Report: At least 368 gymnasts alleged sexual abuse over the last 20 years
An investigative report from the IndyStar-USA Today Network says that at least 368 gymnasts have alleged some form of sexual abuse over the last 20 years.
The special report details the efforts taken to reach that number, which it says is likely far lower than the actual figure.
The Indianapolis Star has done several investigative pieces into allegations of sexual abuse by gymnasts, apparently with little help from USA Gymnastics, headquartered nearby.
But to come up with such a staggering number, reporters reviewed hundreds of police reports and court cases from around the country over the last two decades.
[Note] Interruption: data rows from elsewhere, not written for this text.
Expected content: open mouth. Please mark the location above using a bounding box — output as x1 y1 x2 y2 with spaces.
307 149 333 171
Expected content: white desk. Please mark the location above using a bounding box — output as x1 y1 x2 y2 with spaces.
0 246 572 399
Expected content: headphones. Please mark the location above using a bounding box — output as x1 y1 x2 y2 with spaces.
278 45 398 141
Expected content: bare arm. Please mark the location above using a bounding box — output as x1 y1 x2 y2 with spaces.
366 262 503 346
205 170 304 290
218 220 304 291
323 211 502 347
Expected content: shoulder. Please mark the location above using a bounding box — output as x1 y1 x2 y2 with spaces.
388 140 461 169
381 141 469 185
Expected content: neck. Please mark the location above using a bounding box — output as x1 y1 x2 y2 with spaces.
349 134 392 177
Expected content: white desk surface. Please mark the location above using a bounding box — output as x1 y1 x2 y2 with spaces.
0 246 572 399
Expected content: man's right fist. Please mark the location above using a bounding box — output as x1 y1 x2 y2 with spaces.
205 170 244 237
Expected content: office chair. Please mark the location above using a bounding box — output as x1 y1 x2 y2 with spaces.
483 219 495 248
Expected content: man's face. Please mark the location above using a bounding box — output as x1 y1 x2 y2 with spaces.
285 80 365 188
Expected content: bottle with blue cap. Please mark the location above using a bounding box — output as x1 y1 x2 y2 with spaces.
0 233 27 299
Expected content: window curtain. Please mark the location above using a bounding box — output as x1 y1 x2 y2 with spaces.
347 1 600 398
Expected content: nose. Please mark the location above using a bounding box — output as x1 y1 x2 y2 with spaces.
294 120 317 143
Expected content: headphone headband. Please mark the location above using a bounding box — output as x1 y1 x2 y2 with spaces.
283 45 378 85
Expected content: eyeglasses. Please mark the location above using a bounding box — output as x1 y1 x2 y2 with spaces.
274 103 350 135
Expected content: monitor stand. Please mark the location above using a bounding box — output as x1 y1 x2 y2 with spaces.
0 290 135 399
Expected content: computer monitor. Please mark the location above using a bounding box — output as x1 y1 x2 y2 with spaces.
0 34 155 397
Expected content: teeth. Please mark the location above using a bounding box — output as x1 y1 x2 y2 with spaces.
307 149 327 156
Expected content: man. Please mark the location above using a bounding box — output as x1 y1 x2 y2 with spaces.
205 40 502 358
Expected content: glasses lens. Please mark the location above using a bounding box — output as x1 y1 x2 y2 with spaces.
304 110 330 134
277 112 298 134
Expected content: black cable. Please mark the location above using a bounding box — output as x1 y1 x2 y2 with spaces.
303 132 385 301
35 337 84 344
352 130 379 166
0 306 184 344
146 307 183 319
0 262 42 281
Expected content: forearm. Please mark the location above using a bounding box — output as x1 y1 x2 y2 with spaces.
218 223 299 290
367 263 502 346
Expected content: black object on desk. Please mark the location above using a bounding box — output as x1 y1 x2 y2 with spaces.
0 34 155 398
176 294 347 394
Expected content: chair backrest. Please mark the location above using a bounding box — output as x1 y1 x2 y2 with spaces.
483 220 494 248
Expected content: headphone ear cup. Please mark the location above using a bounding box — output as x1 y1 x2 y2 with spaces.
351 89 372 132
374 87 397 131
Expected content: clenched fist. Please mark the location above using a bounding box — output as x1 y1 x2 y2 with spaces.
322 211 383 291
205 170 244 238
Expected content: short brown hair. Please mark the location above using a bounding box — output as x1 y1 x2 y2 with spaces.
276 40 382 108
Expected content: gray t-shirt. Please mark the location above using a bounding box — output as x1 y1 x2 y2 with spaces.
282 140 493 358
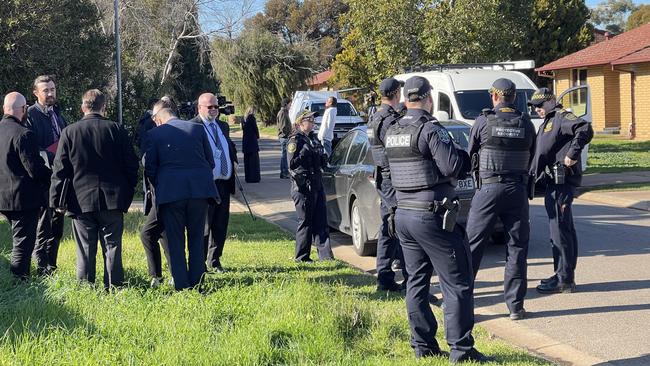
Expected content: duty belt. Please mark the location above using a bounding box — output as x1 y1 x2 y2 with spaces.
397 200 444 213
481 175 527 184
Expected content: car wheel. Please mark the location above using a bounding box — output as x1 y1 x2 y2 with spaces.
351 199 374 256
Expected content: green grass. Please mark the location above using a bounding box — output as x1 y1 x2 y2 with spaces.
0 213 548 365
587 137 650 174
258 123 278 138
580 182 650 192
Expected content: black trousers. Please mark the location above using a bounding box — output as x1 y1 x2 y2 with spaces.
243 152 261 183
33 207 65 272
159 199 208 291
205 179 230 269
140 205 170 278
466 182 529 313
1 209 39 279
71 210 125 288
544 183 578 284
396 208 475 360
291 185 334 261
375 183 407 286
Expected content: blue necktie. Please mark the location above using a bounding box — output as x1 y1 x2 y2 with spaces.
210 123 229 177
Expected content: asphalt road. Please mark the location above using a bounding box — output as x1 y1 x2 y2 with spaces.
232 133 650 366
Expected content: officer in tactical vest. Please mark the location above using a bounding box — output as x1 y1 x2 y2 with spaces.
287 111 335 262
466 78 537 321
385 76 491 363
528 88 593 294
367 77 409 292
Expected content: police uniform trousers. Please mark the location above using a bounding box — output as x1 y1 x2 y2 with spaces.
2 209 39 279
466 181 529 313
376 181 407 286
243 152 261 183
291 185 334 261
159 198 208 291
204 179 230 269
395 208 475 358
544 183 578 284
140 204 170 279
71 210 125 288
33 207 65 273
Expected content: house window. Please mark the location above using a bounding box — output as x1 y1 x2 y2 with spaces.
571 69 588 86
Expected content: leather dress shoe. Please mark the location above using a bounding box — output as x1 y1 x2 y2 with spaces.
377 281 403 292
509 309 526 320
450 348 495 364
536 281 576 294
540 275 558 285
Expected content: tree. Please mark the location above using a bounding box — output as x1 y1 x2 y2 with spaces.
331 0 427 89
211 30 313 123
591 0 638 34
626 4 650 30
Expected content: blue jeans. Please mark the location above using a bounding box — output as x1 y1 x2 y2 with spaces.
279 138 289 176
322 140 332 157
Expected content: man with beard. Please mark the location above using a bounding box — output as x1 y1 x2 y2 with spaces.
0 92 51 280
27 75 67 276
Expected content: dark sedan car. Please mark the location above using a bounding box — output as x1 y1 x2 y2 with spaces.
322 121 477 256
Among their reported findings:
• USA Gymnastics focuses its efforts to stop sexual abuse on educating members instead of setting strict ground rules and enforcing them. It says it can't take aggressive action because member gyms are independent businesses and because of restrictions in federal law pertaining to Olympic organizations. Both are contentions others dispute.
• Gym owners have a conflict of interest when it comes to reporting abuse. Some fear harm to their business. When confronted with evidence of abuse, many quietly have fired the suspected abusers and failed to warn future employers. Some of those dangerous coaches continued to work with children.
• Some coaches are fired at gym after gym without being tracked or flagged by USA Gymnastics, or losing their membership with the organization. USA Gymnastics often has no idea when a coach is fired by a gym and no systematic way to keep track. Ray Adams was fired or forced to resign from six gyms in four states. Yet some gym owners hired Adams, believing his record was clean.
“Nothing is more important to USA Gymnastics, the Board of Directors and CEO Steve Penny than protecting athletes, which requires sustained vigilance by everyone — coaches, athletes, parents, administrators and officials. We are saddened when any athlete has been harmed in the course of his or her gymnastics career.”